The White House is weighing a move to take equity stakes in companies that receive funding under the 2022 CHIPS Act, a policy shift that would introduce a form of taxpayer-backed ownership into U.S. chipmaking programs. A White House official told Reuters that the administration does not plan to seek equity stakes in larger firms expanding U.S. investments, such as Taiwan Semiconductor Manufacturing Co. (TSMC) and Micron Technology.
The official confirmed a Wall Street Journal report that the administration does not intend to take equity stakes in Micron or TSMC as they increase their U.S. investments. By contrast, Commerce Secretary Howard Lutnick said the government is examining the possibility of taking a 10% stake in troubled chipmaker Intel and suggested further stakes could follow at other grant recipients. “If we’re going to give you the money, we want a piece of the action for the American taxpayer,” Lutnick told CNBC. He added that while the Biden administration had previously been providing funds “for free” to companies such as Intel and TSMC, a shift toward equity stakes was being considered, contrasting it with Donald Trump’s stance on equity for the funds.
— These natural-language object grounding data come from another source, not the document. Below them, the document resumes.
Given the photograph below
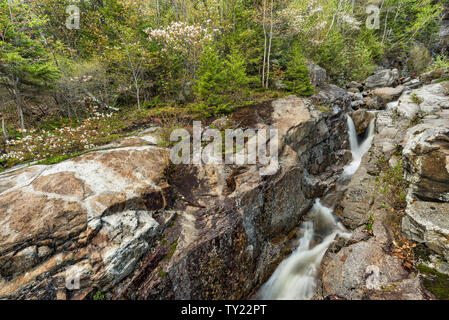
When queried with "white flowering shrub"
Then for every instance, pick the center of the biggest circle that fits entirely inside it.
(181, 36)
(37, 145)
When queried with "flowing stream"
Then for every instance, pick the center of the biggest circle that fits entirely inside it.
(295, 278)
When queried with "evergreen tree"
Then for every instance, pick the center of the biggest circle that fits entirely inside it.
(24, 61)
(221, 81)
(297, 77)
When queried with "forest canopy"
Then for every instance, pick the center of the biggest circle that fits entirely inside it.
(103, 65)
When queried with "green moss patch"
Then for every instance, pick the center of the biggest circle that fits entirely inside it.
(434, 281)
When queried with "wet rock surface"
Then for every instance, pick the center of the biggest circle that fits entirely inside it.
(128, 223)
(377, 263)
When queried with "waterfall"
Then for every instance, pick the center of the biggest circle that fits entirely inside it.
(295, 277)
(358, 149)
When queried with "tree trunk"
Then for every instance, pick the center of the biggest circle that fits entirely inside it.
(269, 45)
(136, 83)
(4, 129)
(265, 43)
(19, 103)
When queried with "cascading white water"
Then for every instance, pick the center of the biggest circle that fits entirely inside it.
(358, 149)
(295, 277)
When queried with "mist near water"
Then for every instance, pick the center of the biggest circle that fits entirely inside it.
(295, 278)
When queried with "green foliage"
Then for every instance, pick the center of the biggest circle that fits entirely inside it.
(436, 282)
(419, 59)
(221, 82)
(391, 183)
(416, 99)
(297, 78)
(441, 61)
(99, 296)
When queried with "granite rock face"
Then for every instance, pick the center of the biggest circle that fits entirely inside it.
(382, 78)
(367, 266)
(128, 222)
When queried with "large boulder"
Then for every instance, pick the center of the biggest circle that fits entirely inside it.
(382, 78)
(362, 118)
(318, 75)
(389, 94)
(426, 159)
(429, 76)
(128, 222)
(425, 100)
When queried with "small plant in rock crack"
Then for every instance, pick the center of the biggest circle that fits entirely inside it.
(99, 296)
(416, 99)
(391, 183)
(369, 224)
(416, 119)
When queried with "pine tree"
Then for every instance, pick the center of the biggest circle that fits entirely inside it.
(297, 77)
(24, 61)
(210, 76)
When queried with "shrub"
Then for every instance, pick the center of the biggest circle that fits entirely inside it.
(441, 61)
(221, 82)
(297, 78)
(419, 59)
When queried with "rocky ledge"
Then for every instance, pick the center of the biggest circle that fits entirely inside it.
(127, 222)
(396, 205)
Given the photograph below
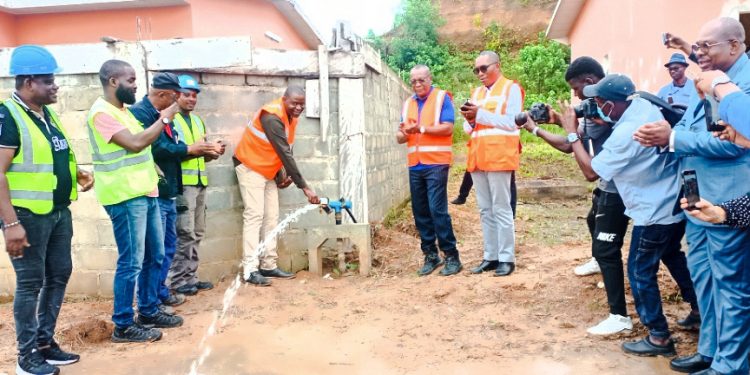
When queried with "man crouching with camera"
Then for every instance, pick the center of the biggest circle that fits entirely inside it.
(606, 220)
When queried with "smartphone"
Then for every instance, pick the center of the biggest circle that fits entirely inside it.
(711, 108)
(466, 103)
(690, 188)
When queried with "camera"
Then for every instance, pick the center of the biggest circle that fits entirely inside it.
(539, 112)
(587, 109)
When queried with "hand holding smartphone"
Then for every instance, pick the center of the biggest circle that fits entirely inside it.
(690, 188)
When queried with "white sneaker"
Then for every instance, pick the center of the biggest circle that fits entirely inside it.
(589, 268)
(613, 324)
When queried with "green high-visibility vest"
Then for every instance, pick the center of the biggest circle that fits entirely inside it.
(31, 177)
(195, 168)
(120, 174)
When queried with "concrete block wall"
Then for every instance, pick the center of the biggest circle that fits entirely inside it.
(387, 171)
(227, 102)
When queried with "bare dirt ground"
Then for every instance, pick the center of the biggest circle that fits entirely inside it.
(393, 322)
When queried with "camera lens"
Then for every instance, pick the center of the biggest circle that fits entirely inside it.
(521, 118)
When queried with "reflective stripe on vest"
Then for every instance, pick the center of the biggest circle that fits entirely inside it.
(193, 170)
(254, 149)
(494, 148)
(120, 174)
(425, 148)
(31, 178)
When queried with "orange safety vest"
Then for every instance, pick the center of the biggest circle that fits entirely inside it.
(254, 149)
(425, 148)
(492, 148)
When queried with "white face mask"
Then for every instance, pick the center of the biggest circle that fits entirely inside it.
(601, 113)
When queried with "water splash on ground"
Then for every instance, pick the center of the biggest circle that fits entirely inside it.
(220, 318)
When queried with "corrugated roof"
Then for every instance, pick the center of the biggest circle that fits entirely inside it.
(565, 16)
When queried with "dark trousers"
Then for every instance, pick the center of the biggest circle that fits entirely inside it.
(649, 245)
(41, 276)
(467, 183)
(168, 210)
(429, 203)
(607, 223)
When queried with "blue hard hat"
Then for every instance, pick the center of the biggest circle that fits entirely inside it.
(188, 82)
(31, 60)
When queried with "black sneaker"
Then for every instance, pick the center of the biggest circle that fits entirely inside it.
(34, 364)
(56, 356)
(277, 273)
(135, 333)
(257, 279)
(160, 320)
(174, 299)
(431, 263)
(452, 266)
(187, 289)
(203, 285)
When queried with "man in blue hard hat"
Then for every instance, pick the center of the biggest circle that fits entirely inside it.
(38, 173)
(191, 204)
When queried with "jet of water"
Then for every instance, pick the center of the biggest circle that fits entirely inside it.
(231, 292)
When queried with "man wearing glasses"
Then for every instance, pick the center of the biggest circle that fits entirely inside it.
(681, 88)
(719, 256)
(427, 129)
(494, 153)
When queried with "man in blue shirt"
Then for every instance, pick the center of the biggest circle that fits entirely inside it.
(427, 128)
(681, 88)
(719, 256)
(649, 185)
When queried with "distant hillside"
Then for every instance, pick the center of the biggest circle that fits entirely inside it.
(467, 18)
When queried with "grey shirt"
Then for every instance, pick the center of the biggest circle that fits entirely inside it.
(594, 136)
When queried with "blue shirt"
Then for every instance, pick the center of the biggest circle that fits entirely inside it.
(679, 95)
(734, 109)
(447, 114)
(647, 180)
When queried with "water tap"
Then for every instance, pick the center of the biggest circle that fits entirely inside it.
(337, 206)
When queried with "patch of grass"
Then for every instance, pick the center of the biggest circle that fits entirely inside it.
(552, 223)
(397, 214)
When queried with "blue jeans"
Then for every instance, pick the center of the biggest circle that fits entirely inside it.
(140, 245)
(41, 276)
(649, 245)
(429, 203)
(168, 209)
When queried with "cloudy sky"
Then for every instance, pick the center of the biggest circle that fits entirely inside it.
(363, 15)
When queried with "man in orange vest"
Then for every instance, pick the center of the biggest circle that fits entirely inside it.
(427, 129)
(264, 163)
(494, 153)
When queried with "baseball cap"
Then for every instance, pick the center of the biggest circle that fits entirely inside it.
(677, 58)
(166, 81)
(612, 87)
(188, 82)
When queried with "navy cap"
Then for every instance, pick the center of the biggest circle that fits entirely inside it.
(612, 87)
(167, 81)
(677, 58)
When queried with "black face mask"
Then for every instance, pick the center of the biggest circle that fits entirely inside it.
(124, 95)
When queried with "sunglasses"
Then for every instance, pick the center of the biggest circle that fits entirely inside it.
(483, 68)
(705, 46)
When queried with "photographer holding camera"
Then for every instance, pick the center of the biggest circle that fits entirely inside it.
(606, 220)
(648, 184)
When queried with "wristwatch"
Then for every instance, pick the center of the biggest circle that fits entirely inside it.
(722, 79)
(573, 137)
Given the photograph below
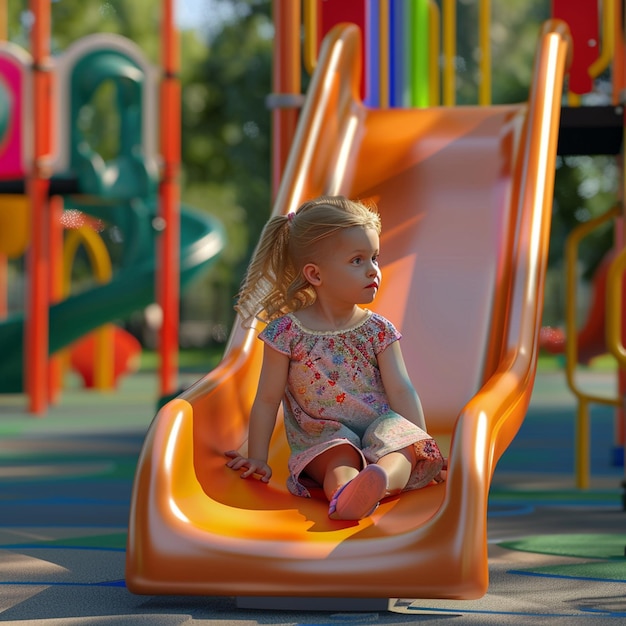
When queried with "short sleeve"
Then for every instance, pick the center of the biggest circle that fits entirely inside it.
(280, 335)
(384, 333)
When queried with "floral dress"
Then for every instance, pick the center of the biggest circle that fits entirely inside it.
(335, 396)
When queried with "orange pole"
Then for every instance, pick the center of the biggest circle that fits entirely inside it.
(36, 327)
(286, 83)
(168, 272)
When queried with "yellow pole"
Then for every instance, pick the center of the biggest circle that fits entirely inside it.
(484, 23)
(4, 20)
(310, 34)
(434, 73)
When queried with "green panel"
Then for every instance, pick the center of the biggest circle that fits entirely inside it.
(418, 50)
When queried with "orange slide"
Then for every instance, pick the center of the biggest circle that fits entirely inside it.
(465, 196)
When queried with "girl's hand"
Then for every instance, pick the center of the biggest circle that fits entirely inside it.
(253, 466)
(443, 474)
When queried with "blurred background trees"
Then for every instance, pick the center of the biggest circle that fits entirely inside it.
(226, 58)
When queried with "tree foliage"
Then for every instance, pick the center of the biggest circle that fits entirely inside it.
(226, 136)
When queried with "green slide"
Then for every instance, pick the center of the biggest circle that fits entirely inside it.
(132, 287)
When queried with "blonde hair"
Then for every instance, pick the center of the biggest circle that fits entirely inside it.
(274, 284)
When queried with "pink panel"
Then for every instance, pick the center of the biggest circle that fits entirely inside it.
(11, 150)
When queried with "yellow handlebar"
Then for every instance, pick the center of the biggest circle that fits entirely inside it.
(614, 296)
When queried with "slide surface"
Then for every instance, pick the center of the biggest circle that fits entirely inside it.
(131, 289)
(465, 197)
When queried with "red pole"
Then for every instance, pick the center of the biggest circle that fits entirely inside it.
(168, 273)
(36, 326)
(55, 288)
(286, 83)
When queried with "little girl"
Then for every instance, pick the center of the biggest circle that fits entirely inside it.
(353, 420)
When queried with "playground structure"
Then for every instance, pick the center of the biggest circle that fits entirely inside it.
(51, 167)
(465, 194)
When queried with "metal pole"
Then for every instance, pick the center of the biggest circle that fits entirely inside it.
(168, 272)
(36, 327)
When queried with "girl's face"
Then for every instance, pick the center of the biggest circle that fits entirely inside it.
(348, 266)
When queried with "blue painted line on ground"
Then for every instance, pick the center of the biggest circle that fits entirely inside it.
(512, 613)
(44, 583)
(566, 577)
(44, 546)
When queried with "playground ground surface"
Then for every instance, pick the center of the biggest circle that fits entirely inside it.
(556, 553)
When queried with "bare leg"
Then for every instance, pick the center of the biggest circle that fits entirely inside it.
(335, 467)
(398, 466)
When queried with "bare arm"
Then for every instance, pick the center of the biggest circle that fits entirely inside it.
(270, 392)
(403, 398)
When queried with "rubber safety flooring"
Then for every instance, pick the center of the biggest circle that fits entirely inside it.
(556, 552)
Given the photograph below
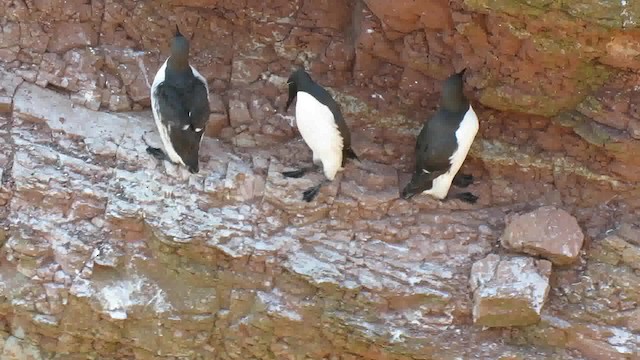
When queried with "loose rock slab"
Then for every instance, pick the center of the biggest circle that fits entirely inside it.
(509, 291)
(548, 231)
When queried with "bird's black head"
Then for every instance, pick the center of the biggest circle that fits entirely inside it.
(298, 80)
(452, 97)
(186, 141)
(179, 51)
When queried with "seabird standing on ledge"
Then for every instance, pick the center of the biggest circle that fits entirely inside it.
(443, 145)
(320, 122)
(180, 104)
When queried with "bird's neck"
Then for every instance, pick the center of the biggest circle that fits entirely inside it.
(178, 63)
(457, 104)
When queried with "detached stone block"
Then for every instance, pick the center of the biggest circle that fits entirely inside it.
(509, 291)
(548, 232)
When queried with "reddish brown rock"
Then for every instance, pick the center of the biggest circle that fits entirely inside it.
(67, 36)
(548, 231)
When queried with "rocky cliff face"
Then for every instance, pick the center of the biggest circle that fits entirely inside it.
(108, 253)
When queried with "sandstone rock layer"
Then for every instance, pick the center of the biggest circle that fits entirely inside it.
(109, 254)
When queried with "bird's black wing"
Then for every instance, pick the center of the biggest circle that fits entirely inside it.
(199, 105)
(435, 144)
(171, 105)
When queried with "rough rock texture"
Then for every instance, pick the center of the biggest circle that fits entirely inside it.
(548, 231)
(509, 291)
(108, 253)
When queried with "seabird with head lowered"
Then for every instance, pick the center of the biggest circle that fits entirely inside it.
(320, 122)
(443, 145)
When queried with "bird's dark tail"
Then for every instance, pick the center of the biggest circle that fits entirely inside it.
(350, 154)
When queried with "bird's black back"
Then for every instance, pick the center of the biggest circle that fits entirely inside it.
(183, 99)
(324, 97)
(437, 141)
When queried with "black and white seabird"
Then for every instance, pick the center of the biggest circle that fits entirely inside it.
(320, 122)
(443, 144)
(180, 104)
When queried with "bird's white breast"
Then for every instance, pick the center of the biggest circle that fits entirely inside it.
(319, 130)
(465, 135)
(163, 127)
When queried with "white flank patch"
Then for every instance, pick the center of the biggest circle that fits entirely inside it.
(464, 135)
(201, 78)
(162, 129)
(320, 131)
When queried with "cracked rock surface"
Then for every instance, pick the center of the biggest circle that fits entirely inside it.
(109, 254)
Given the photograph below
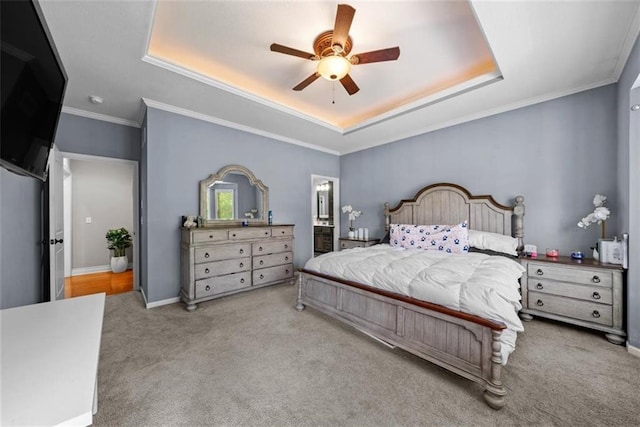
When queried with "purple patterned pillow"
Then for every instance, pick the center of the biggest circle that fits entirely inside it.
(453, 239)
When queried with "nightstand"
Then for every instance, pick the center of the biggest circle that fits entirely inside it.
(581, 292)
(347, 243)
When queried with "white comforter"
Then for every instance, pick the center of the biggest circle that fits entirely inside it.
(474, 283)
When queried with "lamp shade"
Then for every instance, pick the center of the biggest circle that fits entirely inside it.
(334, 67)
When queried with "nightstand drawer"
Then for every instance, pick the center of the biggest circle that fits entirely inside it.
(563, 306)
(587, 293)
(596, 277)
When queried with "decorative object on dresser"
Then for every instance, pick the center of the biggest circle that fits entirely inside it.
(349, 243)
(225, 257)
(322, 239)
(353, 214)
(118, 241)
(599, 215)
(582, 292)
(467, 344)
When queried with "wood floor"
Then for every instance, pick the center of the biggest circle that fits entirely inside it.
(108, 282)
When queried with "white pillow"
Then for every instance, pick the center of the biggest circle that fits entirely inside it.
(493, 242)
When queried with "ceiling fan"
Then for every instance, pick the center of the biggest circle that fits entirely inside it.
(331, 49)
The context for these discussions includes Intel, Micron, TSMC, and Samsung as among the largest CHIPS Act funding recipients, with much of the program’s money still to be disbursed. The Commerce Department, which oversees the CHIPS and Science Act, approved $6.6 billion in subsidies last year for TSMC to manufacture semiconductors in the United States. The overall CHIPS Act program totals about $52.7 billion, and authorities have indicated that almost all funds have not yet been disbursed.
TSMC has reportedly discussed the possibility of returning subsidies if the administration seeks to become a shareholder, the Wall Street Journal said. The White House and TSMC declined to comment on the reported discussions, while Micron did not immediately respond. The administration’s stance comes as it navigates its broader approach to supporting domestic semiconductor manufacturing, while Trump has previously signaled opposition to continuing the CHIPS Act program.
Context and implications
– A shift to equity stakes would represent a fundamental change in how CHIPS Act funds are deployed, tying government investment to potential upside in recipients.
– The idea of a 10% stake in Intel, if pursued, would raise questions about governance influence, accountability, and how such holdings would be valued and managed.
– Observers will be watching for any formal policy announcements, the criteria used to decide which companies receive stakes, and how disbursed funds would be reconciled with potential equity interests.
Outlook
If the administration proceeds with selective equity stakes, the policy could be framed as ensuring taxpayer returns on government spending while maintaining support for domestic chip supply resilience. Critics, however, may worry about government interference in company strategy and competitive dynamics. Regardless, this development signals a potential recalibration of how the United States leverages CHIPS Act investments to bolster national semiconductor capabilities.
Summary: The White House is evaluating equity stakes in CHIPS Act recipients, with a reported focus on a possible 10% stake in Intel and assurances that there would be no similar stakes in larger firms like TSMC and Micron. The move contrasts with past approaches of straightforward subsidies and comes as competition and domestic investment in U.S. chip production continue to unfold. Additional commentary and official clarifications are anticipated as the policy discussion progresses.